Às vezes a ciência nos surpreende pela quebra de expectativa. Ouvir falar, por exemplo, que uma nova espécie foi descoberta costuma nos fazer pensar que um grupo de pesquisadores se deparou com um animal nunca antes visto na mata e, apenas pela aparência, já identificou que se tratava de um achado. A realidade, porém, prova que uma grande novidade pode passar anos sendo observada como algo já conhecido até que alguém tenha a curiosidade e audácia de olhar mais perto.
Foi esse último processo que culminou na descoberta de uma nova espécie para o Brasil, o surucuá-de-murici (Trogon muriciensis), uma ave exclusiva de Alagoas que vive restrita à área da Estação Ecológica (ESEC) de Murici. Pelas análises iniciais, os pesquisadores estimam que a população não supere os 90 casais e, por conta disso, a espécie recém-descoberta já se torna "criticamente ameaçada” de extinção. O estudo foi publicado recentemente na revista científica Zoological Journal of the Linnean Society.
A resposta obtida pela pesquisa solucionou um mistério de décadas. Por muito tempo, essa ave foi classificada como o comum surucuá-de-barriga-amarela (Trogon rufus), um “primo” próximo de sua real identificação, mas que é avistado em muitos locais do Brasil e que, conforme as análises mais recentes provaram, é diferente da ave de Murici.
“Eu só tinha algumas gravações do canto dessas aves de Alagoas e, quando ouvi, sabia naquele instante que era algo muito estranho. Não podia ser a mesma a mesma espécie ou subespécie do restante da Mata Atlântica, mas a literatura científica dizia que era”, afirma o biólogo especialista em aves, Jeremy Kenneth Dickens, primeiro autor do artigo.
Durante nove anos, uma equipe de cientistas investigou esse grupo de aves, coletou amostras em vários locais da América do Sul e Central, analisou os exemplares em museus, fez um estudo dos cantos e conseguiu fazer uma análise genética de um dos indivíduos de Alagoas. O DNA provou o que a equipe já pressentia: tratava-se de uma nova espécie.
“Foi um resultado muito importante. Sabíamos que, provavelmente, seria uma espécie muito ameaçada, porque a Mata Atlântica do Nordeste foi destruída e o que resta é menos de 2% da área original.

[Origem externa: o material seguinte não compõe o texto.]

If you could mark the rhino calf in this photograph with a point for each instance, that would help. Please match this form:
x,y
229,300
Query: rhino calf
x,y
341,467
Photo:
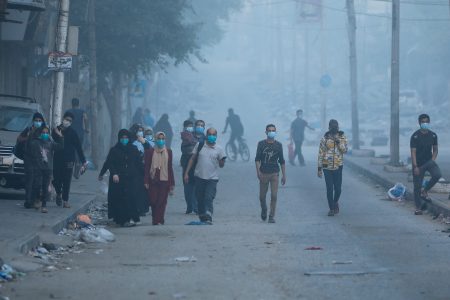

Isso é bem preocupante para as espécies endêmicas (exclusivas) de lá”, explica Dickens.
Gritador-do-nordeste e limpa-folha-do-nordeste estão entre as aves exclusivas dessa localidade que foram consideradas extintas após não serem vistas por anos
Além do surucuá-de-murici, ave que ainda não foi encontrada em nenhum outro fragmento do Brasil, outras 40 espécies também são exclusivas do Centro de Endemismo de Pernambuco ao qual a Estação Ecológica de Murici pertence. O ornitólogo e também autor do estudo, Luis Fábio Silveira, explica esse potencial do local para conservar animais tão únicos: “é uma parte da Mata Atlântica que ficou isolada de outras áreas de floresta da América do Sul e funcionou quase como uma ilha, proporcionando condições para o surgimento de novas espécies”, define.
"Embora seja uma unidade de conservação, a Estação Ecológica ainda não foi toda regulamentada. Há sempre o risco de fragilizar a proteção da área. Por isso, é importante regularizar a situação fundiária da Estação e trabalhar intensamente para que ela continue sendo protegida contra a caça e o desmatamento".— Luis Fábio Silveira (ornitólogo)
Silveira ainda explica que a descoberta faz parte de um grande projeto envolvendo a Mata Atlântica do Nordeste, em especial a de Alagoas. Apoiada pela Fundação de Amparo à Pesquisa do Estado de São Paulo (Fapesp), a iniciativa reúne mais de 20 pesquisadores do Brasil e exterior. “Além disso, a comunidade local e as instituições do Alagoas formaram uma rede. Precisamos que mais alunos e mais pesquisadores se interessem nessa ave e nesse tema e esperamos que a descoberta continue fomentando estudos”, conta.
Para Dickens, o resultado do trabalho revela uma realidade: a diversidade ainda não foi toda explorada e o que achamos que conhecemos pode esconder novas descobertas.
“Quando você olha na coleção e na literatura científica, há muitas dúvidas, muitas populações não conhecidas ou variações que a gente não entende bem. É muito possível que existam espécies que a gente ainda não conheceu. E o Brasil ocupa uma posição muito importante mundialmente para a preservação da biodiversidade, porque é guardião de grande parte das espécies no planeta que fornecem a estabilidade dos ecossistemas, garantindo um futuro sustentável e bem estar humano”, conclui.